We don’t have much law to go on, except that there is no active prohibition on the wearing of the veil when giving evidence. However, there is an interesting case from Australia, occurring three years ago. For the full details see this article from The Australian. But, in brief, a young woman was ordered to remove the veil to give evidence, and all males except court officials, lawyers, jurors and the defendant were removed from the court. It worked at the time, to a degree, but is neither satisfactory nor helpful, as it was a decision born of compromise and not of principle.

It is difficult to resist two points, however. First, that the manner of giving evidence is an important aspect of testimony given on oath. It is asserted that a jury can make equal and sufficient inferences from the body language and tone of voice of a witness (or defendant), without regarding facial expression, but I am afraid that is not a very convincing argument.

Secondly, that if the identity of the defendant is in issue there must be no danger of uncertainty. In matters of procedure, as in the present case, ensuring that the person in the dock is the person supposed to be there can be managed without the risk that a man may see her face; in this instance a female police officer made the identification in private and swore it on oath. But that was possible because the same officer had been present when the defendant was photographed after arrest.

But if the evidence against the defendant were to rest on identification, what then? Surely, there can be no principle that would prevent such identification being made, even if it were by a male witness?

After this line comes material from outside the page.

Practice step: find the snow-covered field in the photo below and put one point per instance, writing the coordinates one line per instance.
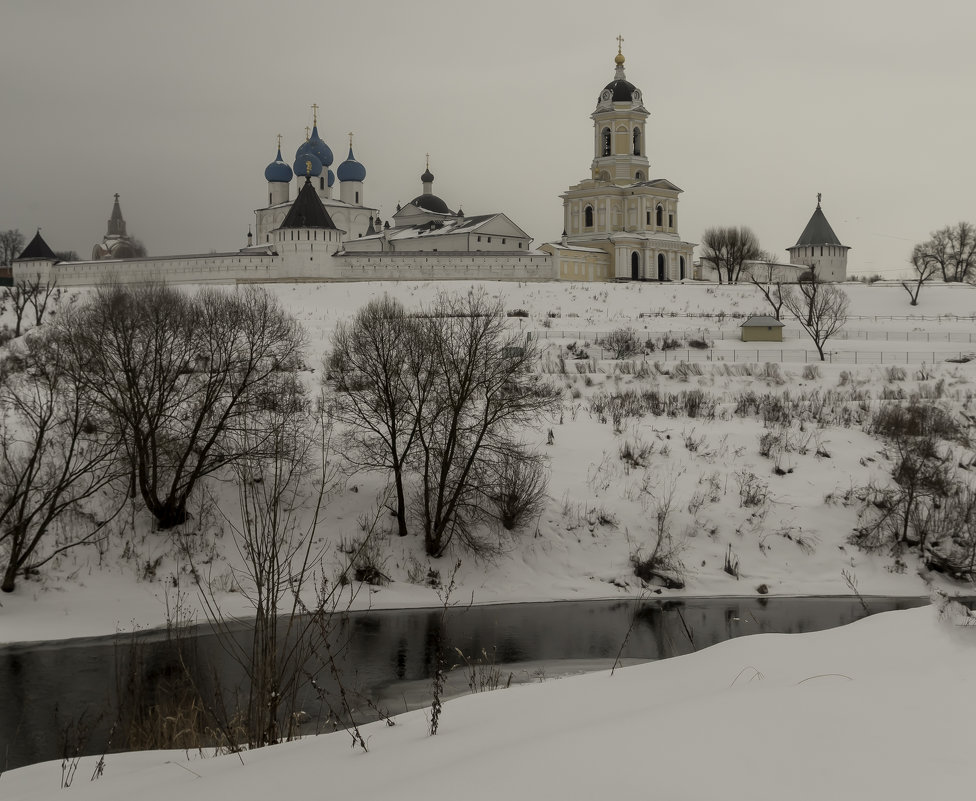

And yet I am not wholly comfortable with the conclusion towards which these thoughts tend. Absolute and clear rulings are always desirable; and a clear ruling that the veil must be removed to give evidence would, I think, serve the interests of justice in all but one important respect – namely that a person – be she witness or defendant – might thereby be deprived of something critical to her ability to function comfortably in society. To someone accustomed to wearing the veil, removing it could instantly cause distress, and that in turn would put her at a real disadvantage.

And there is something bigger in play, too: the tension between freedom of religion and any other form of human and social right. There seems to be a measure of assumption that if religious freedom comes up against secular justice, the latter must prevail. Is that always just? And another concern follows from that: that the ruling given in this, as I said, narrow question – especially if it is to order the removal of the veil – will have an impact far beyond the courtroom.


  1. E Jackson says

    The (US) Supreme Court considered the relationship between religious duties and national law in the Mormon polygamy case,

    U.S. Supreme Court
    Reynolds v. United States, 98 U.S. 145 (1878)at 166
    Can a man excuse his practices to the contrary because of his religious belief?
    To permit this would be to make the professed doctrines of religious belief superior to the law of the land, and, in effect, to permit every citizen to become a law unto himself. Government could exist only in name under such circumstances. is

    This is often paraphrased as “You can believe what you like but you can’t do what you like.”
    Of course, English law defers more to religion, especially the C of E, than US law is allowed to, but this looks like a good starting point.

  2. lourdes says

    In a secular court of law, there should be no room for religious considerations; religion is a private matter, should not be brought into the public domain.